7/10
A collection of vignettes
4 January 2024
This is a documentary that says as much about people as it does about chickens (and it's certainly not a "natural history" lesson of the fowl). Seemingly random in the quirky episodes he relates, Mark Lewis shows us a range of human behavior, from those who understand and appreciate chickens for their personalities, to the nameless corporations who run factory farms, the footage from which is appalling, though the film is far from comprehensive about anything.

There's a woman in Maine who gave CPR to save a frozen chicken's life, but there are also a couple of farmers from the 1940's who had a rooster live after its head was chopped off, then cruelly kept it alive for months so that they could monetize it in travelling sideshows. There's a woman who sees her chicken as her soulmate and goes swimming with it, but there's also the guy who was raising 100 roosters for cockfighting, an enterprise that was scuttled because they drove their neighbors crazy with their incessant crowing. Maybe my favorite human in this was the guy who could imitate a rooster to a tee, including its mating ritual.

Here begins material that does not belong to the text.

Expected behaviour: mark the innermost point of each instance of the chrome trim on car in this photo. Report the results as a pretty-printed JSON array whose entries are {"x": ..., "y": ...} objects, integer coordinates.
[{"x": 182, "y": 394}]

There is also a degree of information here about the chicken, or at least, through the various scenes we understand they have a degree of intelligence and compassion that is usually conveniently overlooked to reduce guilt in those that eat them. This is another film that makes me happy I'm a vegetarian, though the film is not pushing this agenda, and if anything, the idea of "God's natural order," and free-range, organic farming seem to be its ideals. The final story, with a farmer relating the story of Liza, a Japanese silky bantam who desperately wanting to have chicks and then was willing to sacrifice herself in the face of a hawk attack for them, is certainly stirring.